Мысли прекратились. Вместо мыслей появился страх, подавивший их. Страх не был политическим. Это был страх за моих русоголовых детишек, за мою любимую с проступающим на нежном внутреннем сгибе колена красивым беленьким шрамиком, которого она почему-то стесняется, за мою восьмидесятилетнюю маму — наистарейшего газетного киоскера в СССР, которая в одно прекрасное утро теперь сможет прочитать в продаваемых ею газетах, что ее сын расстрелян как враг народа.

— Если у Президента плохо со здоровьем, то, простите, где медицинское заключение? — раздался за моей спиной такой презрительно колючий голос моей жены Маши, как будто она вся покрылась колючей щучьей чешуей.

Но ее руки опустились на мои плечи по-русалочьи нежно, и я почувствовал тревожную пульсацию в кончиках ее пальцев и легкий холодок страха, вползший в ее дыхание, еще теплое ото сна.

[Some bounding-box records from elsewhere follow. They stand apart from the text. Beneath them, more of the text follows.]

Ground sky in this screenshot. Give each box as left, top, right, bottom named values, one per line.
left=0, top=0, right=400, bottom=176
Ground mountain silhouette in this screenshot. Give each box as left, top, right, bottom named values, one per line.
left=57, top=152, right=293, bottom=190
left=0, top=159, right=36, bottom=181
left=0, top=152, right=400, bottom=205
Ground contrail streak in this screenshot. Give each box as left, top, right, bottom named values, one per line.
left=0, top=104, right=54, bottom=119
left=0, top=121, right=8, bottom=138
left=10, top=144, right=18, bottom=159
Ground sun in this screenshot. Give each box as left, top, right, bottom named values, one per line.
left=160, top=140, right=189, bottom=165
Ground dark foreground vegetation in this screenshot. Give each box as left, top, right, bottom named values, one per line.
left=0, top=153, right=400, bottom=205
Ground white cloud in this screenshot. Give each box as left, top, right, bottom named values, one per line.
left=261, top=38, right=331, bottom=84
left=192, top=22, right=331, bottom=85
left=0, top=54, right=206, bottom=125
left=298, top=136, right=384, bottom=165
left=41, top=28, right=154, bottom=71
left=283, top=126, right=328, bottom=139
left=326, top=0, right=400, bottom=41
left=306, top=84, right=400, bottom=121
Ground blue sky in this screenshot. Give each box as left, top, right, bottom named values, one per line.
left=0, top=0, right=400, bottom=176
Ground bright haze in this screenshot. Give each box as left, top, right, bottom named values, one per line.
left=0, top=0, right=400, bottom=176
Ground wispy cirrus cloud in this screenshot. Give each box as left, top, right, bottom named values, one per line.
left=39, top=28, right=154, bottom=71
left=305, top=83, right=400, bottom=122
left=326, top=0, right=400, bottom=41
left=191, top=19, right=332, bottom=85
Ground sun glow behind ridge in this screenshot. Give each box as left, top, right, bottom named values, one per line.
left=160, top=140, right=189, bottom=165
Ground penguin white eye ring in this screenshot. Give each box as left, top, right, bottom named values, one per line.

Телевизор ускользнул от ответа и продолжал бубнить голосом дикторши, не поднимающей подсиненных век от позора: «В целях преодоления глубокого и всестороннего кризиса, политической, межнациональной и гражданской конфронтации, хаоса и анархии…»

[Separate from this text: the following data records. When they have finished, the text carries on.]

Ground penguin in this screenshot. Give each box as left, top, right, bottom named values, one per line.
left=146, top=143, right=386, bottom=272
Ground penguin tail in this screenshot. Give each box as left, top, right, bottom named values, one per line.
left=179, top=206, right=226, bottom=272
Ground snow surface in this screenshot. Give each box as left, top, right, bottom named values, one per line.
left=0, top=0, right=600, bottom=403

Мой двухлетний неуемный двойник — Евгений Евтушенко номер два — такой румяненький, как будто его только что вытащили свежевыпеченным на деревянной лопате из русской печи, потянул меня за штанину, хитро захныкал, засутяжничал:

— Зеня хоцет мультик. Цип и Дейл хоцет.

Его младший брат — годовалый Митя — сосредоточенно пытался ухватить нашего кота Кузю за хвост.

Слава Богу, дети еще ничего не понимали.

Их добрая петрозаводская няня, из родственных чувств исполненная семейной антиноменклатурности, ибо все ее родичи ударились в шибкие демократы, всплакнула, опустив худые, оплетенные тяжкими венами руки бывшей щипалыцицы слюды:

— Ой, Евгений Александрович, не убили ли Горбачева… Хоть он тоже, конечно, партаппаратчик, а жалко…

Сложнее с чувствами было у моей домоправительницы, мрачно молчавшей перед телевизором, как величественный сфинкс, изваянный из всегда самостоятельных мыслей. Одной из ее постоянных несимпатий были митинги, съезды, демонстрации — словом, любые говорильни, хотя она сама очень любит поговорить. Она всегда презрительно морщилась, а иногда повышала и без того не слишком тихий голос до нашего дачного набата: «Ну, сколько можно языком молоть?! А работать кто будет?»

У нее была и одна постоянная любовь — к армии. Когда однажды мы пошли вместе на переделкинское кладбище, ее глаза наполнились слезами именно тогда, когда мы проходили мимо находившихся недалеко от могилы Пастернака солдатских простеньких могил с грубыми жестяными звездами, и около одной из них она нежно опустила букетик полевых цветов не потому, что знала хотя бы одного из тех, кто был там похоронен, а потому, что это были солдаты.

Я предполагаю, что она когда-то очень любила человека с красной звездочкой на фуражке, которого затем потеряла навсегда, но никогда ее об этом не спрашивал. Она не выносила ни одного критического замечания об армии, даже подчас справедливого.